Un fervent défenseur de l’indépendance de la SARB

Un fervent défenseur de l’indépendance de la SARB
  • Publiémai 30, 2023

Lesetja Kganyago est depuis 2014 le gouverneur de la Banque centrale d’Afrique du Sud. Le gouverneur cultive un style bien personnel, jaloux de son indépendance ; les derniers chiffres de l’inflation semblent valider ses choix.

 

Lesetja Kganyago, gouverneur de la Banque de réserve sud-africaine (SARB), tient le haut de l’actualité économique en Afrique du Sud ; il doit faire face à une multitude de problèmes dans le pays tout en participant à des réunions importantes à l’étranger.
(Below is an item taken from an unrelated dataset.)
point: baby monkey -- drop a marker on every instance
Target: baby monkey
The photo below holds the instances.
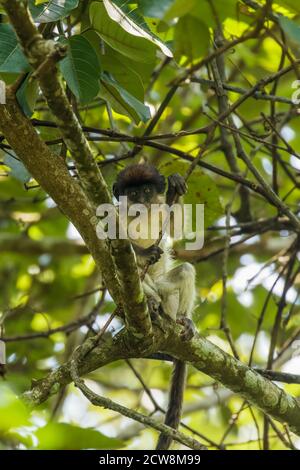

Lors des réunions de printemps du groupe de la Banque mondiale et du FMI en avril, il s’est adressé au Peterson Institute for International Economics à Washington sur la question urgente qui préoccupe tous les banquiers centraux : comment piloter la politique monétaire en période d’inflation élevée et de faible croissance du PIB ; des conditions qui sont normales pour l’Afrique du Sud, mais qui sont maintenant aussi une caractéristique des marchés mondiaux, en particulier dans les économies avancées.

« L’objectif des Banques centrales devrait être de remplir leurs missions essentielles et de créer un espace pour que les politiques gouvernementales conduisent à des changements structurels. »

En tant que gouverneur de banque centrale respecté, Lesetja Kganyago analyse l’impact de l’inflation mondiale élevée sur les économies émergentes, et plus particulièrement sur l’Afrique du Sud, et souligne que ces pays ont des leçons à partager avec les économies avancées en ce qui concerne les stratégies d’atténuation.

Selon le FMI, la croissance mondiale atteindra un niveau plancher de 2,8 % cette année, avant de remonter à 3 % en 2024. L’inflation mondiale diminuera, bien que plus lentement qu’initialement prévu, passant de 8,7 % en 2022 à 7,0 % cette année et à 4,9 % en 2024.

Une fois n’est pas coutume, les économies émergentes tirent leur épingle du jeu dans de nombreux cas, avec des taux de croissance qui passent de 2,8 % en 2022 à 4,5 % cette année. Le ralentissement économique est concomitant dans les économies avancées, où la croissance pour la même période devrait tomber à 0,7 % et -0,4 % en 2023, avant de rebondir à 1,8-2,0 % en 2024.

 

Dans son pays, la Banque centrale a réussi à contenir l’inflation à 6,9 % en 2022, qui devrait tomber à 5,8 % en 2023 et à 4,8 % en 2024. Mais l’inconstance des prévisions économiques en période d’incertitudes géopolitiques et économiques mondiales ne saurait être mieux illustrée que par le chiffre de l’inflation plus élevé que prévu au printemps. Pourtant, la hausse des prix en glissement annuel, en avril, a atteint un plus bas depuis un an, à 6,8%. Voilà qui éloigne la perspective d’une hausse des taux d’intérêt.

 

Un environnement complexe

La réunion du Comité de politique monétaire (MPC) de la SARB en mars visait un taux d’inflation moyen de 6,3 % pour cette année. La hausse surprise de mars a donc été compensée en avril.

À Washington, le gouverneur a déploré que « les prix des services et les prix de base des biens soient rigides ou aient réaccéléré, et avec des salaires qui continuent d’augmenter, l’environnement inflationniste est plus complexe ».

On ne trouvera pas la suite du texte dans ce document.